Nella fiaba di Andersen [1], quando il Re andava in processione trionfale per le strade della città e tutti erano contenti dei suoi bellissimi vestiti nuovi, sono bastate le parole di un bambino che diceva quello che tutti sapevano, ma non osavano dire, per cambiare tutto. Il bambino ha esclamato: "Il re è nudo" e l'incantesimo si è infranto. Il re si è vergognato e tutti quelli che affermavano a sé stessi di averlo visto con dei bei vestiti nuovi si sono resi conto che era nudo!
Dobbiamo dire lo stesso. Dobbiamo dire quello che tutti sanno ma non osano dire.
Dobbiamo dire che, con qualsiasi nome la gente chiami l'omicidio, un omicidio rimane sempre un omicidio ed è una cosa criminale e vergognosa. E basta dirlo chiaramente, decisamente, e a voce alta, come possiamo dirlo qui, e gli individui cesseranno di vedere ciò che pensavano di aver visto, e vedranno ciò che è realmente davanti ai loro occhi. Cesseranno di vedere in quello che fanno un servizio per il loro paese, l'eroismo della guerra, la gloria militare e il patriottismo, e vedranno ciò che esiste in realtà: il nudo, criminale affare dell'omicidio! E se la gente lo vedrà, accadrà la stessa cosa che è avvenuta nella favola. Chi commette dei crimini si vergognerà, e chi afferma dentro di sé di non vedere la criminalità dell'omicidio la percepirà e cesserà di essere un assassino.
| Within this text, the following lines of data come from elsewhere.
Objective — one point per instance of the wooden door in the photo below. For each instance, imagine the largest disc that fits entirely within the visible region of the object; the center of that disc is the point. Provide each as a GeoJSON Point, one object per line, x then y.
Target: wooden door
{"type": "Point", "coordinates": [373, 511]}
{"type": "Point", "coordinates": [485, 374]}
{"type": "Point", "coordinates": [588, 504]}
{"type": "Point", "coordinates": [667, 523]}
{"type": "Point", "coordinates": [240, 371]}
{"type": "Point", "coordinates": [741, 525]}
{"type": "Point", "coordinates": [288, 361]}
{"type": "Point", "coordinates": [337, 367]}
Ma come si difenderanno le nazioni contro i loro nemici? Come manterranno l'ordine interno e come potranno vivere le nazioni senza un esercito?
Noi non sappiamo e non possiamo sapere quale forma di vita prenderanno gli esseri umani dopo aver ripudiato l'omicidio, ma una cosa è certa. È più naturale che gli individui siano guidati dalla ragione e dalla coscienza, di cui sono dotati, piuttosto che sottomettersi servilmente a persone che organizzano massacri su larga scala.
E la forma di ordine sociale assunta dalle vite di coloro che sono guidati nelle loro azioni, non dalla violenza basata su minacce di delitto, ma dalla ragione e dalla coscienza, non sarà in ogni caso peggiore di quella sotto la quale vivono ora.
Questo è tutto ciò che voglio dire. Mi dispiace se ciò offenderà o addolorerà qualcuno, o susciterà qualche malumore. Ma per me, un uomo di ottant'anni, che si aspetta di morire da un momento all'altro, sarebbe vergognoso e criminale non dire tutta la verità come la vedo io - la verità che, come credo fermamente, è la sola in grado di sollevare l'umanità dai mali incalcolabili prodotti dalla guerra.
Nota
[1] Christian Andersen (1805.1875) scrisse la fiaba Keiserens Nye Klæder (I vestiti nuovi dell'imperatore) nel 1837, traendo ispirazione da un racconto spagnolo risalente al medioevo.